Fraud-hit Satyam eyes World Cup rehabilitation
Nearly 18 months ago, Satyam was rocked by a false-accounting scandal that threatened its very existence. But bosses believe the firm's image has been restored -- thanks to the World Cup.business Updated: Jul 11, 2010 14:54 IST
Nearly 18 months ago, Satyam was rocked by a false-accounting scandal that threatened its very existence. But bosses believe the firm's image has been restored -- thanks to the World Cup.
The software outsourcing giant, rebranded as Mahindra Satyam, has been the main IT services provider for the tournament in South Africa, ensuring the logistics were in place for the mega-event to pass off without a hitch.
The firm's logo has been on pitch-side advertising hoardings at every match, while around 150 staff have been working behind the scenes to ensure fans, organisers, volunteers and the media are in the right place at the right time.
"Our main goal was to show to the world that despite our problems we have been able to successfully deliver cutting-edge solutions at the highest, and most visible, level," said the firm's head of sports business, Dilbagh Gill.
"We wanted to demonstrate to our customers, and give them confidence, that Mahindra Satyam, in spite of its resizing and its issues, is still a very strong technology player," he said in emailed comments from South Africa.
"We think this is coming across very well now in terms of us being able to deliver the solutions that continue to enable this World Cup to run successfully."
Gill's optimism is a far cry from early January 2009, when the founder and former chairman of Satyam Computer Services Ltd, B. Ramalinga Raju, admitted overstating profits and inflating the balance sheet by billions of dollars.
The scandal at the Hyderabad-based firm -- dubbed at the time "India's Enron" after the US energy firm that collapsed in 2001 in the wake of false-accounting revelations -- was the country's largest-ever corporate fraud.
It led to a rash of lawsuits at home and abroad.

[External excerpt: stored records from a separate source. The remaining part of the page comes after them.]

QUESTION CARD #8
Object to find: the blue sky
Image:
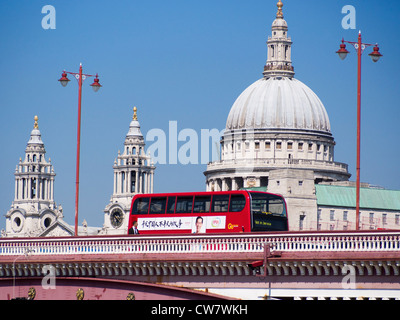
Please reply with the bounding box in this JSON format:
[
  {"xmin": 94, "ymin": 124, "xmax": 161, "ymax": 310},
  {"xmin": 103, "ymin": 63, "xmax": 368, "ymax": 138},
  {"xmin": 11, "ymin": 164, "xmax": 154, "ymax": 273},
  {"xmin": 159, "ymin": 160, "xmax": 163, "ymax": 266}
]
[{"xmin": 0, "ymin": 0, "xmax": 400, "ymax": 228}]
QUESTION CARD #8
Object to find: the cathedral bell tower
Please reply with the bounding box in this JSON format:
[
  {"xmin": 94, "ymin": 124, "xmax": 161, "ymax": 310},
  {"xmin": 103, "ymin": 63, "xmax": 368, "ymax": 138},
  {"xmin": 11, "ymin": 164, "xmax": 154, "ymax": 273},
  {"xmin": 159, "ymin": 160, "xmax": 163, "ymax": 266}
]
[
  {"xmin": 3, "ymin": 116, "xmax": 70, "ymax": 237},
  {"xmin": 102, "ymin": 107, "xmax": 155, "ymax": 234}
]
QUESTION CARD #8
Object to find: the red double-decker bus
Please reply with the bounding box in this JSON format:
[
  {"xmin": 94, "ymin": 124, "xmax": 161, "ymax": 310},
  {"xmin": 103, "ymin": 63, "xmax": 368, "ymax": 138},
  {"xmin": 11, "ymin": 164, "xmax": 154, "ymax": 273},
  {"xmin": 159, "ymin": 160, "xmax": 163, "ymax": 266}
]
[{"xmin": 128, "ymin": 190, "xmax": 288, "ymax": 234}]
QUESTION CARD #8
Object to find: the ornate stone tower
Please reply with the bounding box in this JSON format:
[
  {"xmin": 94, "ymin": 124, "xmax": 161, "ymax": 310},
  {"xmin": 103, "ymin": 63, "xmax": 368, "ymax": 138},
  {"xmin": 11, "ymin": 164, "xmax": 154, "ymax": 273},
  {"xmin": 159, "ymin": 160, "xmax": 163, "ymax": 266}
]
[
  {"xmin": 102, "ymin": 107, "xmax": 155, "ymax": 234},
  {"xmin": 3, "ymin": 116, "xmax": 72, "ymax": 237}
]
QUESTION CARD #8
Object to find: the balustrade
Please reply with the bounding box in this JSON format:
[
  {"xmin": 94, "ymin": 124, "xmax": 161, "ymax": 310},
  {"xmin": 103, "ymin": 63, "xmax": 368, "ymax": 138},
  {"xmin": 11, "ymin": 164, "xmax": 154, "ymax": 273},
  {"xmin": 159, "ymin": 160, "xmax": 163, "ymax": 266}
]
[{"xmin": 0, "ymin": 231, "xmax": 400, "ymax": 256}]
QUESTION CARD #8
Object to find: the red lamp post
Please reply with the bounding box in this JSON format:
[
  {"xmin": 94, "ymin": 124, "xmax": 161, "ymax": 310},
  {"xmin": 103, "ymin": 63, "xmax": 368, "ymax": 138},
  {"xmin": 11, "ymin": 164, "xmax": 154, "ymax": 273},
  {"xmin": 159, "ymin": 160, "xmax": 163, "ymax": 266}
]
[
  {"xmin": 58, "ymin": 63, "xmax": 101, "ymax": 236},
  {"xmin": 336, "ymin": 31, "xmax": 382, "ymax": 230}
]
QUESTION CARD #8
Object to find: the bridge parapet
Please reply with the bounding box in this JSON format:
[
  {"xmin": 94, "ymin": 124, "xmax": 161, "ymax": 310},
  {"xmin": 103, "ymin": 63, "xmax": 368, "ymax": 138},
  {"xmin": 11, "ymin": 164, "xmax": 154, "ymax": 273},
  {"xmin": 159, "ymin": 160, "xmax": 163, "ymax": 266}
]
[{"xmin": 0, "ymin": 231, "xmax": 400, "ymax": 257}]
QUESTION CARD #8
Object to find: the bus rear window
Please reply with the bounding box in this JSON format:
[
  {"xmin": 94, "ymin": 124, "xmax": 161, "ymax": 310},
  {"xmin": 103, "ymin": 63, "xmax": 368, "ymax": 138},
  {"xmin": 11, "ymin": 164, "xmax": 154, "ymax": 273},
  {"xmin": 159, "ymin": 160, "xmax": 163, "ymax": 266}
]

Raju and several former senior executives are currently awaiting trial.
Tech Mahindra, a unit of Indian vehicle and farm equipment manufacturer Mahindra and Mahindra, bought the company, allaying fears about its survival and whether it could fulfil the World Cup contract it signed in 2007.
The firm has been responsible for putting in place IT systems to accredit 250,000 people for 64 games in 10 venues, help over 130,000 tournament volunteers and allow more than three million match tickets to be sold.

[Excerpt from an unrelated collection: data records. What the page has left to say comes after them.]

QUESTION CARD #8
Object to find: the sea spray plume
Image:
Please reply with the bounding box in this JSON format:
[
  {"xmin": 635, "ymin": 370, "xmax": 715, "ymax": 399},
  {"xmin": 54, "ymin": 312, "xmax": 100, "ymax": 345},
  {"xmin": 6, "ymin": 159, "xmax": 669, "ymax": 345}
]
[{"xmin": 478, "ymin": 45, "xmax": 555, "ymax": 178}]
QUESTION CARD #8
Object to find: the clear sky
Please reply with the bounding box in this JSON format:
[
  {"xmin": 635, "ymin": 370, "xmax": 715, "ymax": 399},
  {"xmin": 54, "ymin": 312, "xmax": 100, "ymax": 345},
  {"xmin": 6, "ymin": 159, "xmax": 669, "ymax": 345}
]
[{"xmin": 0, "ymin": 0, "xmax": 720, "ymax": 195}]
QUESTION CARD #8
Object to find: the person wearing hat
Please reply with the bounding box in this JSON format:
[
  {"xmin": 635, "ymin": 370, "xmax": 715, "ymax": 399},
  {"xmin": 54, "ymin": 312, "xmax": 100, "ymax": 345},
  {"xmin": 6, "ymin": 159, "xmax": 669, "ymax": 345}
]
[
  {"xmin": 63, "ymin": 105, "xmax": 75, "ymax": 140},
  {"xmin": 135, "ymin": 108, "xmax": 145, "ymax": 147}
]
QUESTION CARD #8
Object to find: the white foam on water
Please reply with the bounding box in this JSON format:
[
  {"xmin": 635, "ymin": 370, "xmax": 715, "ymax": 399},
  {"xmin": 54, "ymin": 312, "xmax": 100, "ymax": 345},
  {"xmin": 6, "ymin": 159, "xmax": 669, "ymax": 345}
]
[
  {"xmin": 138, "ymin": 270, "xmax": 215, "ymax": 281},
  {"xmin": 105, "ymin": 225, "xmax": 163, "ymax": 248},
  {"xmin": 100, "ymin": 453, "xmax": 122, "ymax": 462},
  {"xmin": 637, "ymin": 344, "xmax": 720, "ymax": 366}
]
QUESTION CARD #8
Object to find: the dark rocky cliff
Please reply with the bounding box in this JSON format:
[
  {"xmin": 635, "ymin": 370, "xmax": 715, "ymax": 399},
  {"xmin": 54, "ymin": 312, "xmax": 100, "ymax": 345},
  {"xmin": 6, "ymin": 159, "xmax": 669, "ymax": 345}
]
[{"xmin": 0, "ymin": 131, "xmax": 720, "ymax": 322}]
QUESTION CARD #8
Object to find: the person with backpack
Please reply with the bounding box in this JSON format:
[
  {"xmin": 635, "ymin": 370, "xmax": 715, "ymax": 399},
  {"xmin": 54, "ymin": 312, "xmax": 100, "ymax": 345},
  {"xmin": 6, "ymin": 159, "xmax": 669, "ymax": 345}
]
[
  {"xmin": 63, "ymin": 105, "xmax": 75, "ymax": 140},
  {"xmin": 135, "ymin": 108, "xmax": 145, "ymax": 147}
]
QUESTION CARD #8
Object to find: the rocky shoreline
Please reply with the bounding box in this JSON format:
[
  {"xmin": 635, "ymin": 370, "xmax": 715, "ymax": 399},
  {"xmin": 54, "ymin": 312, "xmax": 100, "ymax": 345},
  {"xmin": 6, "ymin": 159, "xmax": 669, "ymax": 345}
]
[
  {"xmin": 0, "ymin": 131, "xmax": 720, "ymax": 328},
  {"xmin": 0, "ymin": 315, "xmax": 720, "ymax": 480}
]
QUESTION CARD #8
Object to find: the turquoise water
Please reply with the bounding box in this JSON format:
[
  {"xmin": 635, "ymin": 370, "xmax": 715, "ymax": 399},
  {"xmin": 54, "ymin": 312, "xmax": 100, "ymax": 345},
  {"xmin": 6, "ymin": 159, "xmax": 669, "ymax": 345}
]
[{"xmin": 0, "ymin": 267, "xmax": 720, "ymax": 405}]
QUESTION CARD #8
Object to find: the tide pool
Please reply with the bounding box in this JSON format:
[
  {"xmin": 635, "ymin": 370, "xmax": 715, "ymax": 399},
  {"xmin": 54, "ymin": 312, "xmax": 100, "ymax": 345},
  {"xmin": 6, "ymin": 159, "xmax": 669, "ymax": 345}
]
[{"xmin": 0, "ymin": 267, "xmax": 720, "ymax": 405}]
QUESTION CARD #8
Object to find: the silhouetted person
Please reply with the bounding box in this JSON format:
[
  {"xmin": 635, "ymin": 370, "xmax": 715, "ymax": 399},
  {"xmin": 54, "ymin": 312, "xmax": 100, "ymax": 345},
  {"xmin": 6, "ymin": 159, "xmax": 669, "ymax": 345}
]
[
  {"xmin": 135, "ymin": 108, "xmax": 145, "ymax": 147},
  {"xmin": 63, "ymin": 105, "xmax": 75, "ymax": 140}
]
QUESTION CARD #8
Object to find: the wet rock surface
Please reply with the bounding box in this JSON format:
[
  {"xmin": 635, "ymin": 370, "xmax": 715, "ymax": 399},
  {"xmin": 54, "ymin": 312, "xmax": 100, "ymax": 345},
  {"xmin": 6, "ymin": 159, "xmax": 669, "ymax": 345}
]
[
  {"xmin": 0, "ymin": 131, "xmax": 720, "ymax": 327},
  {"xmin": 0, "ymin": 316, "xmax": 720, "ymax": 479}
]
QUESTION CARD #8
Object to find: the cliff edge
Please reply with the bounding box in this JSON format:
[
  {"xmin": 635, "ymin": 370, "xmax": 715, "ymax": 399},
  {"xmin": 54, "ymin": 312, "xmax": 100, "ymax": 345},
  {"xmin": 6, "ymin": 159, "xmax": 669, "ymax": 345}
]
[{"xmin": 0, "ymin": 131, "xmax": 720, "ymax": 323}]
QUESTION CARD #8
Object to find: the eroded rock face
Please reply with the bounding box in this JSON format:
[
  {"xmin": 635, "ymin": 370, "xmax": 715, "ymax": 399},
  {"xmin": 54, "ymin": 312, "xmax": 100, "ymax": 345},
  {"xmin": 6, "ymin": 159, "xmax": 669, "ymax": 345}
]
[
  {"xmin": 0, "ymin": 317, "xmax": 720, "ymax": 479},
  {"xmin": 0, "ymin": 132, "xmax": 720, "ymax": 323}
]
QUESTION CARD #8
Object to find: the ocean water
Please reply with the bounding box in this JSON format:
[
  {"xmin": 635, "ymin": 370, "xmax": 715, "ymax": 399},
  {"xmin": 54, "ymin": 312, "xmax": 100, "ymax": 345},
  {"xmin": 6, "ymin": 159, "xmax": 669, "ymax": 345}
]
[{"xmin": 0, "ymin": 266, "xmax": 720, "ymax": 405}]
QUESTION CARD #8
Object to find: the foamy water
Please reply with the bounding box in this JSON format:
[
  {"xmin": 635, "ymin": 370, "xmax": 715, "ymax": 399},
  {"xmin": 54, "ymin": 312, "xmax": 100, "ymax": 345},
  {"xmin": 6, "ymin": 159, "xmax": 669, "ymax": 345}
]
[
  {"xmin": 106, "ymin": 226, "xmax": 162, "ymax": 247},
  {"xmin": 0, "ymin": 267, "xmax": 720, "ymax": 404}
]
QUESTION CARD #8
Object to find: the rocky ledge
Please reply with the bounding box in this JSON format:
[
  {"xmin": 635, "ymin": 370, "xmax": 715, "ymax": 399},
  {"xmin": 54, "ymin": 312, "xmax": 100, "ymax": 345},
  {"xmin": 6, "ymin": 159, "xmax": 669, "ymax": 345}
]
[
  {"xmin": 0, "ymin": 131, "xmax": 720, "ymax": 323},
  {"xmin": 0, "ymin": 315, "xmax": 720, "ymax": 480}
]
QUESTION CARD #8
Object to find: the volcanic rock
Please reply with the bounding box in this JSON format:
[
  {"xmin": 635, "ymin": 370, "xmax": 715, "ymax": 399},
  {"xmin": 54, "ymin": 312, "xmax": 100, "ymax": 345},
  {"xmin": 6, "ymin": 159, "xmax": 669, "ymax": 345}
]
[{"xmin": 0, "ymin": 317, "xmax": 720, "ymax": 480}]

It has also managed more than one billion dollars' worth of assets, from flat-screen televisions to laptops and mobile phones, and provided support for the computer systems of football's world governing body, FIFA.
Gill admitted the job had been a challenge but the competition has shown "that with the new management, and as a smaller organisation, we are still a very strong option for customers looking for technology".

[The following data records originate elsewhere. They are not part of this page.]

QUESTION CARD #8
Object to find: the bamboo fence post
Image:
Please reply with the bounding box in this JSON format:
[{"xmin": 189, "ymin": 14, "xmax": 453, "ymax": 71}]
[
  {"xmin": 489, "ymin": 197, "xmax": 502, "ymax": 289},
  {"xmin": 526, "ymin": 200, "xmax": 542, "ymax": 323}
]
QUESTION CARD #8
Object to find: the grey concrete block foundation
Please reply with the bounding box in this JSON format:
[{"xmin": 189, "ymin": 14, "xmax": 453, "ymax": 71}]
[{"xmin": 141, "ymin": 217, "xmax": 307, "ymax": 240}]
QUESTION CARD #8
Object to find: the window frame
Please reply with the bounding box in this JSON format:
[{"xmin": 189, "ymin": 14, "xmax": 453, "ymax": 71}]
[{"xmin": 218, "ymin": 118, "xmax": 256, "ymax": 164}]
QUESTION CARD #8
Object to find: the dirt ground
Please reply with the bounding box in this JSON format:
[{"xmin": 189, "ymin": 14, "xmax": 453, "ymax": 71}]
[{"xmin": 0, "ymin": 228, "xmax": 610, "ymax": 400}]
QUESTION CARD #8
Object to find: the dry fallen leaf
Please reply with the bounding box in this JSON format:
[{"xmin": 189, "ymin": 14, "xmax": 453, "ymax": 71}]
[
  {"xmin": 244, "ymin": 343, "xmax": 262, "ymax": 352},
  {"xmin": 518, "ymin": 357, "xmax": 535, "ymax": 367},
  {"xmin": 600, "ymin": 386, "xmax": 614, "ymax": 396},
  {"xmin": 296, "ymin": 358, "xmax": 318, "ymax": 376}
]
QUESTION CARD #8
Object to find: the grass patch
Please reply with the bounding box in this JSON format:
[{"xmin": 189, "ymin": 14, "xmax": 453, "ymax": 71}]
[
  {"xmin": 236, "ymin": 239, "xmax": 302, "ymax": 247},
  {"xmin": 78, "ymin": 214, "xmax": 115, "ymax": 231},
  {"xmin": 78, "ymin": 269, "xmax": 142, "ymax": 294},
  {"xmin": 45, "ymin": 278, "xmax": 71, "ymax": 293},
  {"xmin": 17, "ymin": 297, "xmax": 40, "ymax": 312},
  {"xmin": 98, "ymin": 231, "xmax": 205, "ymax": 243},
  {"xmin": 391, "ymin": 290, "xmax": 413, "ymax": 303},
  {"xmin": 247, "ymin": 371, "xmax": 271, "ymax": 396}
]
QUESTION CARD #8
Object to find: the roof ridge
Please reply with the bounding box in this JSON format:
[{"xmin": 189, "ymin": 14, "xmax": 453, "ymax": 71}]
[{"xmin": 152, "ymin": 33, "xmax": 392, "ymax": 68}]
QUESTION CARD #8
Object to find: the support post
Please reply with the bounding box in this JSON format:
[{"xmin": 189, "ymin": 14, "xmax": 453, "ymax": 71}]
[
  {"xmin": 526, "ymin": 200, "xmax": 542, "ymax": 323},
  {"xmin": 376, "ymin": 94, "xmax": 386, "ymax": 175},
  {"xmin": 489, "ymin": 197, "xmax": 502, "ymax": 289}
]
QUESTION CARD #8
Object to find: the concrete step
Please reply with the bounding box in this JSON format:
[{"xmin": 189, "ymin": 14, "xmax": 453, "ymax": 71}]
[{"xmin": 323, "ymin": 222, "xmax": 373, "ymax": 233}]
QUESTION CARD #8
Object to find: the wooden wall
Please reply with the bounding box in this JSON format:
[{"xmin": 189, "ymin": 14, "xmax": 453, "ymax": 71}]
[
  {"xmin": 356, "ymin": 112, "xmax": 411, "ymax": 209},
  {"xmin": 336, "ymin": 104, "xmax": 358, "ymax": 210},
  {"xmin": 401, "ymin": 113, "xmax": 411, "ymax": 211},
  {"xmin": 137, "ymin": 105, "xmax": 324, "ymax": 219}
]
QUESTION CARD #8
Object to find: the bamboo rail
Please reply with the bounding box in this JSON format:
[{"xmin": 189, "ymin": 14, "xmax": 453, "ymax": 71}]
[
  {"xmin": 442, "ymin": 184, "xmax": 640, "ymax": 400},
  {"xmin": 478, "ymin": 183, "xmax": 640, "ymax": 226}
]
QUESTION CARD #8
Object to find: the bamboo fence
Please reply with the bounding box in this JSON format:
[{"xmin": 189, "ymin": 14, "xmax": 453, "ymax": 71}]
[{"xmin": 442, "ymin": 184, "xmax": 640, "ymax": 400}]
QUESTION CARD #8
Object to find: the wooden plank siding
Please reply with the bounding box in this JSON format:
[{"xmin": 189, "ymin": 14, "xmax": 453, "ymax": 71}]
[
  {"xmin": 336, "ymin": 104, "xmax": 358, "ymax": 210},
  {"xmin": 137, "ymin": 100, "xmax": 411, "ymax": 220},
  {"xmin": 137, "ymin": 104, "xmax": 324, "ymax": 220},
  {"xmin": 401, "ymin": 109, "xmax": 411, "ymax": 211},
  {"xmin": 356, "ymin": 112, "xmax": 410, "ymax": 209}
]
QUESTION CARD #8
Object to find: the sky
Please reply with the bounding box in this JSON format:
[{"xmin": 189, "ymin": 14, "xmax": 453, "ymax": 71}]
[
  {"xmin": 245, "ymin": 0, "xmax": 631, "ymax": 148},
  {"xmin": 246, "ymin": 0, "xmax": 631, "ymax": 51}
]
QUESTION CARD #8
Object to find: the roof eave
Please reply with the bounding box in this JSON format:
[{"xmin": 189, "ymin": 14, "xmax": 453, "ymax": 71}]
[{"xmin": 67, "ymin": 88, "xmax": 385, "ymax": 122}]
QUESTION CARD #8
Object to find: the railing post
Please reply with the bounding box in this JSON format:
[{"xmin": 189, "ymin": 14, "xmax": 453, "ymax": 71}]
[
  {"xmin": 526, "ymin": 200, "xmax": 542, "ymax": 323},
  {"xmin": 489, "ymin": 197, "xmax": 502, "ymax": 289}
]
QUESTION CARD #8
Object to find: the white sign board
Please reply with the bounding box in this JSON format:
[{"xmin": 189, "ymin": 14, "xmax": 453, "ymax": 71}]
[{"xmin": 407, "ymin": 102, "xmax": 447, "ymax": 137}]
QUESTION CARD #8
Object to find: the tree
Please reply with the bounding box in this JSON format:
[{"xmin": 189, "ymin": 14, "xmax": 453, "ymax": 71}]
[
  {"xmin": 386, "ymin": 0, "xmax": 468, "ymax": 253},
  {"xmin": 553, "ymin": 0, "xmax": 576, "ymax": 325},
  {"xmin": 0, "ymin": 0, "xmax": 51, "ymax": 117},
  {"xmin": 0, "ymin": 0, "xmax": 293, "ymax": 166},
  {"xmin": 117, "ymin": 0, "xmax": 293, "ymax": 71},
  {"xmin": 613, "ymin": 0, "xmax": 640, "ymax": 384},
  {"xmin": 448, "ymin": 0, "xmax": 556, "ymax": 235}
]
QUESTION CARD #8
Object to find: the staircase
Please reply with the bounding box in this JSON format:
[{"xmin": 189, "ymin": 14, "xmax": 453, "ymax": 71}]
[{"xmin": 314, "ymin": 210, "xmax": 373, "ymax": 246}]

He added: "For the people who have continued to work with us, it is a great time for them to see that the company that they have stood by is still at the world's peak in terms of delivering solutions."
Mahindra Satyam's contract extends to the 2014 World Cup in Brazil and Gill said they are currently in "advanced discussions" with organisers of several major sporting events to provide IT services.
IT sector analysts in India agreed the World Cup has given a boost to Satyam's tarnished brand.
"After whatever has happened in the past it's very essential for the company to build and bring credibility to their brand," said Gaurav Dua, head of research at Mumbai-based brokerage Sharekhan.
"I think all this is a step towards that objective."